The applications at any given network address are distinguished by their TCP or UDP port. By convention, certain well known ports are associated with specific applications.

The TCP/IP model’s transport or host-to-host layer corresponds roughly to the fourth layer in the OSI model, also called the transport layer.

2.4. Application layer

The application layer includes the protocols used by most applications for providing user services or exchanging application data over the network connections established by the lower level protocols. This may include some basic network support services such as routing protocols and host configuration.
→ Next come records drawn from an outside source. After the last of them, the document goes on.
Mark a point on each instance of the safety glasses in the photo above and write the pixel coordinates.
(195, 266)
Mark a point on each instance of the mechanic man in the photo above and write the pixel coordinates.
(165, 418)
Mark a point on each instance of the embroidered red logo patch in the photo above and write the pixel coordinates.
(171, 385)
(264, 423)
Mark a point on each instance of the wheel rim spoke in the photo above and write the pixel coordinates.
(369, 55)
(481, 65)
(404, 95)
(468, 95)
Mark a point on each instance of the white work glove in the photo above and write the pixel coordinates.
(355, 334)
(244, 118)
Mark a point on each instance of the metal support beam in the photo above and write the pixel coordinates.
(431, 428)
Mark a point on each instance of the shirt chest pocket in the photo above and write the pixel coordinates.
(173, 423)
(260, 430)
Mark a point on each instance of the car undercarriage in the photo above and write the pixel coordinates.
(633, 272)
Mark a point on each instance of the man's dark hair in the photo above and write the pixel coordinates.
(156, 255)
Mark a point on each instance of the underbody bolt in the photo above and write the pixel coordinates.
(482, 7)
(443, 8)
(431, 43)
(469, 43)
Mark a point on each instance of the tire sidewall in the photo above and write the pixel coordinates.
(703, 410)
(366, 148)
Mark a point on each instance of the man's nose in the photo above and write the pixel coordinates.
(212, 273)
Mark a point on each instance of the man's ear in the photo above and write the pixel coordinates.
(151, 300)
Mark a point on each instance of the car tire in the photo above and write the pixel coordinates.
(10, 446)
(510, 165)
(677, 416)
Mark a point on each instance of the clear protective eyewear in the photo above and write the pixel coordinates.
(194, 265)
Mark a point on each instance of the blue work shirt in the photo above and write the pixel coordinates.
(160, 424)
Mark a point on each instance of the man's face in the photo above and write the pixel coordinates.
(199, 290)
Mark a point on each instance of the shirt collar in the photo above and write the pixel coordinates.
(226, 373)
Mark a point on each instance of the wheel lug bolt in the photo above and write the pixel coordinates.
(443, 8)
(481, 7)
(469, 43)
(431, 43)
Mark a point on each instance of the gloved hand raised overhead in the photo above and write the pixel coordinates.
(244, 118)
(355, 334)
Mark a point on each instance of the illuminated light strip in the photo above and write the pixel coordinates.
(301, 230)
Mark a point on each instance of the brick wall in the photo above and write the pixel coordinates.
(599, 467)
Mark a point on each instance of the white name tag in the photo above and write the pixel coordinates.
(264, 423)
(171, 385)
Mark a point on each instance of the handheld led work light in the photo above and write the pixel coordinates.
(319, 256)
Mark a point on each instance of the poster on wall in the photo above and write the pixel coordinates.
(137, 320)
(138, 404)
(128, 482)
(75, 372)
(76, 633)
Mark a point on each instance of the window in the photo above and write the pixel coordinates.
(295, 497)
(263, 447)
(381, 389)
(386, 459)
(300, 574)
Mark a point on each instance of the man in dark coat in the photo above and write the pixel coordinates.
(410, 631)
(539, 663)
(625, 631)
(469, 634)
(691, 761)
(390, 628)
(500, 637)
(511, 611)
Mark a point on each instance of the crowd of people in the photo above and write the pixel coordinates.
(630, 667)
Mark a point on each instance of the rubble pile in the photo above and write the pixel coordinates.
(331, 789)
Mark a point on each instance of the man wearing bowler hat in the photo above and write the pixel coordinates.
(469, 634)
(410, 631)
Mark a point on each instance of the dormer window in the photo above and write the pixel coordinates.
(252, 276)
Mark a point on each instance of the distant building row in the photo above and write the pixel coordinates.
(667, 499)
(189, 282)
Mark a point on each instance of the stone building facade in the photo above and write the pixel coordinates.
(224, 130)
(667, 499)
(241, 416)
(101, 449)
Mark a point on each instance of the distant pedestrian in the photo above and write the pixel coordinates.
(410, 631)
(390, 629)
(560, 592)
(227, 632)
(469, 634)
Examples of application layer protocols include the Hypertext Transfer Protocol (HTTP), the File Transfer Protocol (FTP), the Simple Mail Transfer Protocol (SMTP), and the Dynamic Host Configuration Protocol (DHCP). Data coded according to application layer protocols are encapsulated into transport layer protocol units (such as TCP streams or UDP datagrams), which in turn use lower layer protocols to effect actual data transfer.

The TCP/IP model does not consider the specifics of formatting and presenting data and does not define additional layers between the application and transport layers as in the OSI model (presentation and session layers). According to the TCP/IP model, such functions are the realm of libraries and application programming interfaces. The application layer in the TCP/IP model is often compared to a combination of the fifth (session), sixth (presentation), and seventh (application) layers of the OSI model.

Application layer protocols are often associated with particular client–server applications, and common services have well-known port numbers reserved by the Internet Assigned Numbers Authority (IANA). For example, the HyperText Transfer Protocol uses server port 80 and Telnet uses server port 23. Clients connecting to a service usually use ephemeral ports, i.e., port numbers assigned only for the duration of the transaction at random or from a specific range configured in the application.

At the application layer, the TCP/IP model distinguishes between user protocols and support protocols. Support protocols provide services to a system of network infrastructure. User protocols are used for actual user applications. For example, FTP is a user protocol and DNS is a support protocol.

Although the applications are usually aware of key qualities of the transport layer connection such as the endpoint IP addresses and port numbers, application layer protocols generally treat the transport layer (and lower) protocols as black boxes which provide a stable network connection across which to communicate. The transport layer and lower-level layers are unconcerned with the specifics of application layer protocols. Routers and switches do not typically examine the encapsulated traffic, rather they just provide a conduit for it. However, some firewall and bandwidth throttling applications use deep packet inspection to interpret application data. An example is the Resource Reservation Protocol (RSVP). It is also sometimes necessary for Applications affected by NAT to consider the application payload.